BADUNG, BALINEWS.ID – Permasalahan transportasi pariwisata di Bali semakin mendesak untuk segera diselesaikan. Kemacetan yang kian parah, tarif jasa transportasi yang rendah tanpa penyesuaian, serta maraknya pengemudi transportasi online non-KTP Bali yang tidak memahami kultur lokal menjadi sorotan utama. Ironisnya, masih banyak kendaraan yang beroperasi untuk kepentingan bisnis di Bali tetapi menggunakan pelat nomor luar daerah, bukan DK.
Menjawab kegelisahan tersebut, Forum Perjuangan Driver Pariwisata Bali yang terdiri dari 115 paguyuban menggelar diskusi bertajuk “Permasalahan Transportasi Pariwisata sebagai Sektor Penting dalam Pariwisata Bali” pada Rabu (21/5), di Krisna Wisata Kuliner, Jalan Raya Tuban, Badung.

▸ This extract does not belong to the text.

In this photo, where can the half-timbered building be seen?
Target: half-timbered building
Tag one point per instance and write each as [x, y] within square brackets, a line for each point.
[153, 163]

Ketua Forum, Made Darmayasa, menjelaskan bahwa forum ini dibentuk sejak Desember 2024 untuk menyatukan para sopir freelance seluruh Bali yang memiliki kesamaan nasib di lapangan. Ia juga menekankan bahwa seorang pengemudi pariwisata seharusnya memahami nilai-nilai budaya Bali.
“Tata kelola transportasi saat ini sangat semrawut. Maka dari itu, kami mengusulkan enam tuntutan yang sebelumnya telah disampaikan ke DPRD, DPR, hingga ke Gubernur Bali. Salah satunya adalah penyelesaian peraturan daerah (Perda) yang dijanjikan rampung pada Agustus,” ujar Darmayasa.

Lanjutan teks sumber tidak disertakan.